17 Ekim günü Bursa 'da kendisini karşılayan çocuklara ise şunları söyler:
-Küçük hanımlar, küçük beyler! Sizler hepiniz geleceğin bir gülü, yıldızı, bir talih ışığısınız. Memleketi asıl aydınlığa kavuşturacak sizsiniz. Kendinizin ne kadar önemli, kıymetli olduğunu düşünerek ona göre çalışınız. Sizden çok şeyler bekliyoruz; kızlar, çocuklar!
Atatürk, 17 Ekim günü Sadrazam Tevfik Paşa'dan bir telgraf alır. Sadrazam, telgrafta, yakında toplanacak olan barış konferansına İstanbul ve Ankara delegelerinin birlikte katılmalarının uygun olacağını bildirmektedir. Atatürk bu telgrafa 18 Ekim günü şu cevabı verir:
- Türkiye Büyük Millet Meclisi ordularının kazandığı kesin zaferin doğal sonucu olmak üzere toplanması yakın olan barış konferansında Türkiye Devleti, yalnız ve ancak Türkiye Büyük Millet Meclisi Hükümeti tarafından temsil olunur.
Bursa’da, 29 Ekim 1922 günü akşamına kadar 12 gün kalan Atatürk, bu günlerde önemli çalışmalar yapar.
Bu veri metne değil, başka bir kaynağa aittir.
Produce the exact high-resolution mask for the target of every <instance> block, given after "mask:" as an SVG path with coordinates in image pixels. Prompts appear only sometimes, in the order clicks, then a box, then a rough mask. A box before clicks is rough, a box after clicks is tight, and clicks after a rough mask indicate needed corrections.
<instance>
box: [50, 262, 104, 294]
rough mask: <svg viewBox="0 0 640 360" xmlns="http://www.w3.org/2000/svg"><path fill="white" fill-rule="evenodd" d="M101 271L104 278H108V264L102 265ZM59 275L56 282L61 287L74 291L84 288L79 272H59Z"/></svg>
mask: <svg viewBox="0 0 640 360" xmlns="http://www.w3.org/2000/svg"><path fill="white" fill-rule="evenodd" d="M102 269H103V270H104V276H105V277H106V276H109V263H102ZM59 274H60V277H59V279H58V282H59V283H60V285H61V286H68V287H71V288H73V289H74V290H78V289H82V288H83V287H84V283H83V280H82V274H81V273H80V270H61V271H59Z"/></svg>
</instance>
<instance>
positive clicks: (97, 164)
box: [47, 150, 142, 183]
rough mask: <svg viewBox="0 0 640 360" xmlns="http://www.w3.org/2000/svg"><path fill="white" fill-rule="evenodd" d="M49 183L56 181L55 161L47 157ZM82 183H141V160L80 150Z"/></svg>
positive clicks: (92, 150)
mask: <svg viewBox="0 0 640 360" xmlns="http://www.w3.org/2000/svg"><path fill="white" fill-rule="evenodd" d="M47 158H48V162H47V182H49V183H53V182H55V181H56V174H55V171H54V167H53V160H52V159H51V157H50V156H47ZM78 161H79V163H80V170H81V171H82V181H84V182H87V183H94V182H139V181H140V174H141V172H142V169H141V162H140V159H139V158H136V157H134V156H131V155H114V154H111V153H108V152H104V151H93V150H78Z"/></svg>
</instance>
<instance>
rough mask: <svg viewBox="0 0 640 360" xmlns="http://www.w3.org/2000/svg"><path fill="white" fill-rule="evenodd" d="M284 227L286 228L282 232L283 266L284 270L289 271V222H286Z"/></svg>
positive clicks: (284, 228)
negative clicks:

Ankara Hükümeti tarafından Trakya’yı teslim almakla görevlendirilen Refet (Bele) Paşa, 19 Ekim 1922 günü Bursa’dan Mudanya yolu ile İstanbul’a gönderilir. İstanbul’da büyük törenlerle karşılanır.
Bu günlerde yerli - yabancı gazeteciler de Bursa’ya geliyor, Atatürk’le görüşüyorlardı. 24 Ekim 1922 günü Atatürk, "United Press" muhabirine şu sözleri söyler:
-...Amerika, Avrupa ve bütün uygarlık dünyası bilmelidir ki, Türkiye halkı her uygar ve kabiliyetli millet gibi, kayıtsız şartsız hür ve bağımsız yaşamaya kesin karar vermiştir. Bu meşru kararı bozmaya yönelik her kuvvet, Türkiye'nin ebedi düşmanı kalır
Atatürk, Profesörler Kurulu'nun 19 Eylül 1922 tarhili kararı gereğince, kendisine "fahri profesörlük" ünvanı verilmesi nedeniyle İstanbul Üniversitesi Edebiyat Fakültesi'ne şu teşekkür telgrafını gönderir:
-...Eminim ki, milli bağımsızlığımızı ilim sahasında fakülteniz tamamlayacaktır! Bu şerefli gelişmenin gerçekleşmesini üzerine alan kurulunuz arasında bulunmak bence iftihar sebebidir.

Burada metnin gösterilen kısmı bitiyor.